两个半大小子从柴火垛后面钻出来,棉帽耳朵一甩一甩的。
陆红军鼻尖冻得通红,手里还攥着个冰溜子:“娘,是不是要去大姑家?”
“机灵鬼!”王秀珍往他们兜里各塞了块烤红薯,“跟你大姑说,家里有活让他们来干,让他们晌午都过来帮忙。”
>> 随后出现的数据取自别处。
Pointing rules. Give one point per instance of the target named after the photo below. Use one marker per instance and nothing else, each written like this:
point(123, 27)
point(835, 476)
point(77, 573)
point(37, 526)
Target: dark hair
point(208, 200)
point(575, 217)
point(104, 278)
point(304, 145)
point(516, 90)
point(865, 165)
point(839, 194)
见两孩子要往外走,又连忙喊道:“走大路!河沟子那片冰薄,去年老刘家二小子……”
“知道啦!”两个孩子已经蹿出老远,雪地上留下一串歪歪扭扭的脚印。
我爹是民兵队长
公社的红砖楼前停着好几辆骡车,车辕上还挂着冰碴。
一楼卖肉的柜台挤得水泄不通,有个戴狗皮帽的老汉正举着肉票嚷嚷:“俺要肋排!这块肥膘三指厚的!”
楚晚月目不斜视地上了二楼。
比起楼下的喧闹,缝纫机柜台冷清得像另一个世界,玻璃柜台上积了层薄灰,售货员正靠着暖气片打毛线。
“同志,还有缝纫机吗?”
“最后一台。”售货员头都没抬,竹针在毛线里飞快穿梭,“一百四十块加专用票。”
她早习惯了问价的人听到数字后倒吸凉气的声音。
缝纫机就到两台,一台被公社毛干事家买去做嫁妆,剩下一台每天都有人问,就是没人买。
“开票吧。”楚晚月的话让毛线针“咔”地停住了。
售货员瞪圆了眼睛,这老太太灰布棉袄上还打着补丁呢!
当楚晚月从贴身口袋里掏出用手帕包好的钱票时,售货员才发现那帕子上竟绣着精细的缠枝莲。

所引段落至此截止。